I can never be free from all the sorrow.

I can never go back to my old self.

Please...Release me from this hell hole.

I don’t want to be in a world of darkness anymore.

I don’t want to be used and thrown away like yesterdays trash.

Can I be as free as the birds in the sky?

I want to be asleep for eternity.

I want to be hidden from the world so that I can be free from this world.

No one knows my pain….I always hid behind the mask of happiness.

No one needs to worry about me….never again will I be the same.

What's done is done.

No one can stop the pain I suffer,

No one can stop the hatred inside.

No one can stop me from being pulled into the dark

No one can save this life I hide.

No one can stop what happens anymore

Everyone can go on the paths that I lead for them.

Everyone can leave me behind.

As always….Im the only one left behind.

As always I am taken advantage of.

As always I am hurt

As always I am to kind hearted

As always No one sees my pain until they ask.

“Are you okay?”

I lie with saying Yes or im fine.

I can't deal with this anymore.

I should have kept my wall built and never broken down.

Now i have to rebuild it all over again.

Please let me go from this time

Of all things I ask let me go.

I have helped enough people from this world.

I wish to be free from all the sorrow and pain I feel.

I wish I was just a myth like those heros of a fairy tale.

I wish to be free from my life.

Please let me go into another life that awaits.

Never again will I be the same.

Never again will I go back to all this pain

Never again can I see the light

Never again will I be happy

I shall hide this pain and sorrow once again

I shall not make people worry for this I have no right to make them worry.

I shall hide forever in a lie of happiness and glee.

As always i put others in front of me.

As always I shall be the shadow of everyone I meet.

As always I can never be free

No one can understand this pain I feel.

No one can relate

No one is ever going to bring me back

I have decided that it’s best to be hidden for good.

Creating fake feelings that everyone can see.

No shall see the real me.

Hello readers.
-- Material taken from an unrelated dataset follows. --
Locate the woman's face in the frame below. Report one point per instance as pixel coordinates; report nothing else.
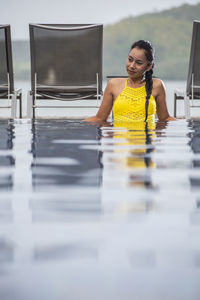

I know I haven't posted in a long time. Things went down this semester in school and as always im hurt. I can never escape it, after all, it is my destiny. I wrote this from how i have felt over the years i have live. No, i won't commit suicide, but i just cant...deal with more sorrow and pain.

I’m sorry I haven't been a good author and update at least monthly. I m sorry I can't do that for you guys.

Thank you for reading this book and I will try to update.